PAPUA - Situasi keamanan di wilayah pegunungan Papua kembali memanas. Sejumlah rumah warga di Kampung Muara, Distrik Pogoma, Kabupaten Puncak, dilaporkan terbakar pada Senin (13/4/2026), memicu kepanikan dan gelombang pengungsian warga ke tempat yang dianggap lebih aman.
Insiden tersebut diduga kuat merupakan aksi teror yang dilakukan oleh kelompok bersenjata yang tergabung dalam TPNPB-OPM Kodap III/Puncak di bawah pimpinan Lekagak Talenggen. Serangan itu membuat suasana kampung berubah mencekam dalam waktu singkat.
Warga yang berada di sekitar lokasi kejadian disebut berhamburan meninggalkan rumah demi menyelamatkan diri.

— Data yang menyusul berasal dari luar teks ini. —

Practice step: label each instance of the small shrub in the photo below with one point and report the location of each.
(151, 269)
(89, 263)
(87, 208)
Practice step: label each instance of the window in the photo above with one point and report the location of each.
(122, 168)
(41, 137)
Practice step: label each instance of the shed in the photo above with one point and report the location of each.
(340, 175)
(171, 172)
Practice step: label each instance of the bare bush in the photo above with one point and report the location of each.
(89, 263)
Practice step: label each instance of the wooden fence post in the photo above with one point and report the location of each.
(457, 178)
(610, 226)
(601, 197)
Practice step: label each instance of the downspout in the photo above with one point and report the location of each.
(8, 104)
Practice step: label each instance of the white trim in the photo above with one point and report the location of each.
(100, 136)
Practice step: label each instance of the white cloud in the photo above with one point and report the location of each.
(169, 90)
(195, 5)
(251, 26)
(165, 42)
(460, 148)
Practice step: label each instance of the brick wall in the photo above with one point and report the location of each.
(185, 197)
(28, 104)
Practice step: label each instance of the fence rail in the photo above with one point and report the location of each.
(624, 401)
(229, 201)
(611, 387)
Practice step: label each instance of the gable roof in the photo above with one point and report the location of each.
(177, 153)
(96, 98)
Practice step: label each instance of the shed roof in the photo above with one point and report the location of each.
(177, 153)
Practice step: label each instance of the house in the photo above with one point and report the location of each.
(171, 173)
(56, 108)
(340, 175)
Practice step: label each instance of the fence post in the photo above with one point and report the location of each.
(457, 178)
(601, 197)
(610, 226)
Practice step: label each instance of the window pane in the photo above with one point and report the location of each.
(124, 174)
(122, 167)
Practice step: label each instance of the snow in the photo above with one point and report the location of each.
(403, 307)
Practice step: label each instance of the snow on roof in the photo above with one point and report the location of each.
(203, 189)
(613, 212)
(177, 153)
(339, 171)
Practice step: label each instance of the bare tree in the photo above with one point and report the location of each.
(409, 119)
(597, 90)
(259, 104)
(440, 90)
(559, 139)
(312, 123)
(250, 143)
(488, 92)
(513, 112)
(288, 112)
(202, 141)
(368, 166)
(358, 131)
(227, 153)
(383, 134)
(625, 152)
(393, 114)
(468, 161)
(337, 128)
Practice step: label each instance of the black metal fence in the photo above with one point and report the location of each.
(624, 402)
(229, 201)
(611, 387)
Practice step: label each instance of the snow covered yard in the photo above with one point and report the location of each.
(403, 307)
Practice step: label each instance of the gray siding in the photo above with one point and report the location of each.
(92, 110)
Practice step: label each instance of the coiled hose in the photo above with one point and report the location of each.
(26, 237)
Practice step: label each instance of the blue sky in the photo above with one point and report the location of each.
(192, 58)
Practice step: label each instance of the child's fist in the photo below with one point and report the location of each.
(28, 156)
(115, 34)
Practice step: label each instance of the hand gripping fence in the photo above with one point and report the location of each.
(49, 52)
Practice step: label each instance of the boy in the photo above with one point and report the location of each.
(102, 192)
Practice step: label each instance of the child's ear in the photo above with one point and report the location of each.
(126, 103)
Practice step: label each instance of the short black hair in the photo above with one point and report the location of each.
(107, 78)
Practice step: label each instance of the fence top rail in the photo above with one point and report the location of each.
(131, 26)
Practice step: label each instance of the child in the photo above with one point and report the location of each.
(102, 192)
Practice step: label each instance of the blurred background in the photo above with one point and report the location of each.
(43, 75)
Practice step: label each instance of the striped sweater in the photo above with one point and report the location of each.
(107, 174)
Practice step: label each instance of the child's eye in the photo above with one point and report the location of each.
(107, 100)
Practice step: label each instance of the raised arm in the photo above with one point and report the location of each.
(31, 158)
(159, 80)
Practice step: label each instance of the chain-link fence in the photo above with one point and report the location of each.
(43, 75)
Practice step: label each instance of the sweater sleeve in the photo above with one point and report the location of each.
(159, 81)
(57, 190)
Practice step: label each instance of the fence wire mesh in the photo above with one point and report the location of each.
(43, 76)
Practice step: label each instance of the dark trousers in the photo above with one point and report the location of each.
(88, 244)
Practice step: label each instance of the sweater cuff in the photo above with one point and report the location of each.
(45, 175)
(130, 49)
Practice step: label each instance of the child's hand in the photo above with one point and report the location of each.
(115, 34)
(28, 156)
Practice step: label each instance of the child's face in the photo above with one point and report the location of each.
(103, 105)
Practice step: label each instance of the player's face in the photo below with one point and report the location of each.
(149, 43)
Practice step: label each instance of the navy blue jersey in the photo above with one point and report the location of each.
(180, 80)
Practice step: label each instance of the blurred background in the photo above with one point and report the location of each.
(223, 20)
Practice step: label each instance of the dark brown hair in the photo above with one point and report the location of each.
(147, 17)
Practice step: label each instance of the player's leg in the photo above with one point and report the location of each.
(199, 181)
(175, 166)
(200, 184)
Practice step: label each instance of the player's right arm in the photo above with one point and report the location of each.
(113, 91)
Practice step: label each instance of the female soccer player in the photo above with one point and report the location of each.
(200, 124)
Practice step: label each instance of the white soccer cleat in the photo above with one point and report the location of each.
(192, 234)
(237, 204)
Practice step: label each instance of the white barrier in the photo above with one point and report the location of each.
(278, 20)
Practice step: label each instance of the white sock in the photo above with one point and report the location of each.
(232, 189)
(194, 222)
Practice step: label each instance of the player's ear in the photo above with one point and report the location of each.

Sebagian memilih mengungsi ke wilayah yang lebih jauh dari titik konflik, sementara lainnya berlindung di rumah kerabat dan pos keamanan terdekat.
Menanggapi laporan dari masyarakat, aparat TNI bergerak cepat dengan mengerahkan tim patroli ke lokasi kejadian. Operasi pengejaran terhadap para pelaku langsung diluncurkan guna mencegah eskalasi situasi yang lebih luas.
Baca juga: Pemerintah Akan Bangun Kereta Api di Papua, Dorong Konektivitas dan Ekonomi
Kepala Penerangan Koops TNI Habema, Letkol Inf Wirya Arthadiguna, membenarkan langkah cepat tersebut. Ia menegaskan bahwa prioritas utama saat ini adalah mengamankan masyarakat dan memburu kelompok pelaku.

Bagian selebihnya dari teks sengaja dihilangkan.